The Washington Post (29 marzo 2009). «The Pope may be right» (Il Papa potrebbe avere ragione) di E. C. Green (Premio Philly Bongole Lutaaya 2004 per l’ impegno in Africa contro l’Aids).  Lo scienziato divulgò i risultati di uno studio dell’University of Califormia che mostravano   insufficiente il preservativo. Green non è nuovo a questa convinzione già presentata nel testo Rethinking Aids Prevention (Ripensare la prevenzione dell’Aids), (Greenwood Press 2003). In base alla sua esperienza e ai dati statistici, scrisse che per prevenire l’Aids era irrinunciabile l’educazione all’astinenza e alla fedeltà coniugale. Ma già nel gennaio 2000, l’autorevole rivista scientifica The Lancet, denunciò il profilattico come «una falsa percezione di protezione» che «induce ad aumentare i comportamenti a rischio».

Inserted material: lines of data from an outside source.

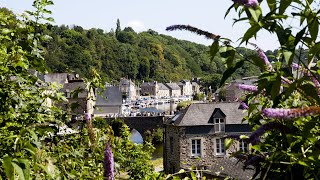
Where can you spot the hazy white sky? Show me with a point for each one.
(149, 14)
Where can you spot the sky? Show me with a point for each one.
(142, 15)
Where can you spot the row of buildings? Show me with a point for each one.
(156, 89)
(195, 137)
(110, 100)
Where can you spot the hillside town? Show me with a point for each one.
(198, 131)
(83, 96)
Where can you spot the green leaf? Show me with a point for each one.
(228, 142)
(227, 12)
(303, 163)
(252, 31)
(214, 49)
(230, 71)
(18, 170)
(8, 168)
(276, 87)
(299, 36)
(313, 51)
(310, 92)
(284, 4)
(26, 169)
(288, 56)
(272, 4)
(228, 53)
(255, 13)
(313, 28)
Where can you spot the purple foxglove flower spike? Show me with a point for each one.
(250, 88)
(88, 116)
(108, 164)
(90, 129)
(295, 66)
(265, 59)
(278, 113)
(244, 105)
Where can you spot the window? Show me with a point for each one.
(243, 146)
(218, 124)
(171, 144)
(220, 146)
(196, 147)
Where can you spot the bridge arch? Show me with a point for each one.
(142, 123)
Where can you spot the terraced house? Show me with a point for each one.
(195, 137)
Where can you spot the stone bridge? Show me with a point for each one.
(142, 123)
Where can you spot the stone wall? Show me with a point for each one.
(181, 156)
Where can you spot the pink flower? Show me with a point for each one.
(88, 116)
(108, 164)
(295, 66)
(247, 3)
(278, 113)
(265, 59)
(244, 105)
(250, 88)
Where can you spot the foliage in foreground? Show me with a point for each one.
(29, 145)
(284, 107)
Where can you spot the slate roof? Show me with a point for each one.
(173, 86)
(73, 86)
(198, 114)
(125, 82)
(148, 84)
(162, 86)
(195, 84)
(111, 96)
(230, 167)
(59, 78)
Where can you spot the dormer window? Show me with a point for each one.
(219, 125)
(218, 118)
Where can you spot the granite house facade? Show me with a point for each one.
(195, 137)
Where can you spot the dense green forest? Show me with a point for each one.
(139, 56)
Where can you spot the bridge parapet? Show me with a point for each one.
(142, 123)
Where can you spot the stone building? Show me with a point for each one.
(108, 102)
(149, 88)
(80, 99)
(186, 87)
(163, 90)
(174, 89)
(195, 137)
(128, 89)
(195, 88)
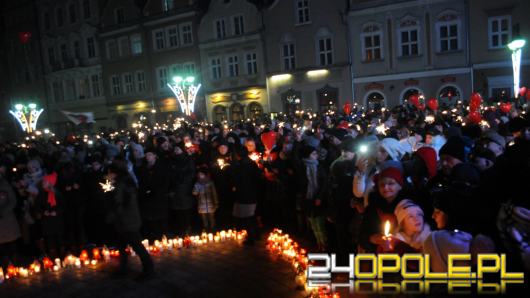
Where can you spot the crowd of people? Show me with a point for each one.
(443, 183)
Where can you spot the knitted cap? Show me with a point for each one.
(390, 172)
(404, 208)
(428, 155)
(454, 147)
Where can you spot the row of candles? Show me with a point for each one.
(282, 244)
(105, 254)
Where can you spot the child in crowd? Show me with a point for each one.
(207, 203)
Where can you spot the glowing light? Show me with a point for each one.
(185, 93)
(107, 186)
(317, 73)
(27, 119)
(281, 77)
(429, 119)
(516, 48)
(387, 229)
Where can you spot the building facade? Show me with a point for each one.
(497, 23)
(308, 57)
(233, 60)
(144, 48)
(405, 47)
(22, 77)
(72, 62)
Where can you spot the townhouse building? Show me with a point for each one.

– Daily Telegraph (31 marzo 2009). «Certo l’Aids pone il tema della fragilità umana e da questo punto di vista tutti dobbiamo interrogarci su come alleviare le sofferenze. Ma il Papa è chiamato a parlare della verità dell’uomo. E’ il suo mestiere: guai se non lo facesse».

Alcune conclusioni.

  1. L’ Acquired Immune Deficiency Syndrome (AIDS), identificata il 5 giugno 1981 negli Stati Uniti, si diffuse rapidamente in ogni angolo del mondo, prevalentemente nei Paesi dell’Africa subsahariana, dove vivono circa 28 milioni di persone con l’ Hiv; più del 60% della popolazione mondiale. Con oltre 25 milioni di morti, l’Aids è una delle maggiori e più aggressive epidemie della storia. Il trascorrere del tempo, e l’approfondimento scientifico della patologia, mostrarono che l’epidemia possedeva configurazioni difformi rispetto alle precedenti; in particolare, l’intersecarsi dell’aspetto medico e culturale correlato alla trasformazione dei costumi sessuali e allo sfruttamento del sesso per finalità edonistiche. Era opportuno, quindi, coordinare l’aspetto sanitario con quello educativo, dato che il preservativo, proposto come unica soluzione, non avrebbe arginato la strage.
  2. E’ opportuno superare la convinzione del preservativo onnipotente, adottando il metodo Abc (astinenza, fedeltà, condon), che mostrò ottimi risultati in Uganda, l’unico Paese africano che ebbe il coraggio di muoversi contro corrente. Nel 2004, la rivista Science, notò che oltre il 60% dei giovani ugandesi fra i 15 e i 19 anni si astenevano dal sesso: «Questi dati suggeriscono che la riduzione del numero dei partner sessuali e l’astinenza tra i giovani non sposati è una via importante da seguire».
  3. Di fronte alle evidenze scientifiche, e ai risultati ottenuti conformandosi alle indicazioni proposte dalla Chiesa cattolica, dobbiamo recuperare l’obiettività nella discussione, interrogandoci sul valore dell’educazione alla sessualità responsabile ed annullando il mito che l’ampia diffusione di preservativi sia una scelta lungimirante ed efficace. La Chiesa, oltre che possedere come ogni altro soggetto, i diritti per esprimere il suo parere, lo fa con credibilità maggiore, mediante l’azione, il sacrificio e la fatica di coloro che quotidianamente curano questi sofferenti. Di chi, come rammentava Fra Pierluigi Marchesi, sta sempre in relazione con l’ «odore del malato». Infatti, oltre il 75% delle istituzioni che in Africa assistono gli affetti da Aids, sono amministrate dalla Chiesa.

Alle migliaia di religiosi/e e fedeli-cristiani-laici che si occupano di questi fragili, dobbiamo unicamente deferenza e riconoscenza.